Orders of magnitude fewer devices caused the service interruptions, Dyn says

Dyn says that the DDoS attack that swamped its DNS resolution service last week was backed by far fewer internet of things (IoT) devices than it thought before.

Previously it said it was hit by traffic from tens of millions of IP addresses, some of which were likely spoofed, making the actual number of bots involved far fewer. “We are still working on analyzing the data but the estimate at the time of this report is up to 100,000 malicious endpoints,” the company says in a status update.

The attacks, which knocked out access to some high-profile Web sites, threw as many packets at Dyn’s infrastructure as it could and the company responded with its own mitigation actions as well as cooperation from upstream internet providers who blocked some of the attack flow. “These techniques included traffic-shaping incoming traffic, rebalancing of that traffic by manipulation of [DNS querying] anycast policies, application of internal filtering and deployment of scrubbing services,” the company says.

Despite these efforts, Dyn says it still suffered waves of packets 40 to 50 times higher than normal traffic, so it doesn’t have direct knowledge of the full volume of the attack. “There have been some reports of a magnitude in the 1.2 Tbps range; at this time we are unable to verify that claim,” writes Scott Hilton, the company’s executive vice president of product.

Since the DNS servers were flooded by request, many of them went unanswered before the time interval allotted to answer them expired.
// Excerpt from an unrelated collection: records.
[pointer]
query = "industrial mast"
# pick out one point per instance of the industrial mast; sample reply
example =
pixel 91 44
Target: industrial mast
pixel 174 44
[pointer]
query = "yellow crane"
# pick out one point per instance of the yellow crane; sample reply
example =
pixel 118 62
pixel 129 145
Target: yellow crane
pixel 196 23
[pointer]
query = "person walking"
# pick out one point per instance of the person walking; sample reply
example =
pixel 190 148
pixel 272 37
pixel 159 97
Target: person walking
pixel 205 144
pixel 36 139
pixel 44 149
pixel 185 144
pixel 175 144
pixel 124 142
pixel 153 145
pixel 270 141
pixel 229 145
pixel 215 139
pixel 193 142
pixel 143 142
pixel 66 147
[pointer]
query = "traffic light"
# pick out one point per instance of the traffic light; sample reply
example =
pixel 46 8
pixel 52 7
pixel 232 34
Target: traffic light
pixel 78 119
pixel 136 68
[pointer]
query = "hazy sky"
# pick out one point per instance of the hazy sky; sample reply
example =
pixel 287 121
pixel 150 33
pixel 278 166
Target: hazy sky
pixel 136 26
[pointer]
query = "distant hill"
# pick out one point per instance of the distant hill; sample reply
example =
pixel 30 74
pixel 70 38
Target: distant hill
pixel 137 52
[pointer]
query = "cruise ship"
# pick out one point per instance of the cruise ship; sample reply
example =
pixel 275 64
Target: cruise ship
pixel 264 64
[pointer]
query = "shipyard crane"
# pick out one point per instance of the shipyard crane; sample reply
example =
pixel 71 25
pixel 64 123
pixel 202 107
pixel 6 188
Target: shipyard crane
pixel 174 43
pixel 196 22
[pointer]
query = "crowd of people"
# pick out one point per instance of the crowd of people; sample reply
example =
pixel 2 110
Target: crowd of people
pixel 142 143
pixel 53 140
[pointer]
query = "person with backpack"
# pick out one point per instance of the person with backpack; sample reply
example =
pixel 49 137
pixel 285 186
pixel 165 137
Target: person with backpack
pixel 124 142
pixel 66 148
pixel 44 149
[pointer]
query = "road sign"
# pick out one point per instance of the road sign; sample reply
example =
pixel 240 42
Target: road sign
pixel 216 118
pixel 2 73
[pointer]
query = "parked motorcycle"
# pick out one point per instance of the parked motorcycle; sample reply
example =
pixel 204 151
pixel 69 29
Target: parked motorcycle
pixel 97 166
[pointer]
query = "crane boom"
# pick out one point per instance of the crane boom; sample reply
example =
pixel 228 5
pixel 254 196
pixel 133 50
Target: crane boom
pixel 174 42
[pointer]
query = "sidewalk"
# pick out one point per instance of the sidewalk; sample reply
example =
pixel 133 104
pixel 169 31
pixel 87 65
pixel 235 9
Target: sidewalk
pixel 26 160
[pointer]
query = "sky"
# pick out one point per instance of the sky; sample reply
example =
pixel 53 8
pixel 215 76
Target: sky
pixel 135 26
So the querying machines – both legitimate and bot – did retries, generating even more traffic and compounding the effect of the attack, the company says.

“It appears the malicious attacks were sourced from at least one botnet, with the retry storm providing a false indicator of a significantly larger set of endpoints than we now know it to be,” the posting says.

While the effects of the attacks were felt publicly less than 24 hours, probing attacks against Dyn continued for days afterward but were handled by the company without significant impact on services.

There are certain aspects of the attack the company won’t talk about. “Dyn is collaborating in an ongoing criminal investigation of the attack and will not speculate regarding the motivation or the identity of the attackers,” Hilton says.

As has already been confirmed by researchers at other service providers, the main source of the attack was a Mirai botnet. The malware that gathers Mirai bots has been used over the past month to create what is believed to be the largest volume DDoS on record, something over 1Tbps.

Because the source code for Mirai has been posted publicly, this type if attack is likely to continue for the foreseeable future, experts say, with no clear path to stemming the threat.

Dyn says it is working with other infrastructure providers to figure out effective mitigation strategies so attacks like the ones it suffered last week can be brought under control more quickly and with less impact on end users just trying to use the internet.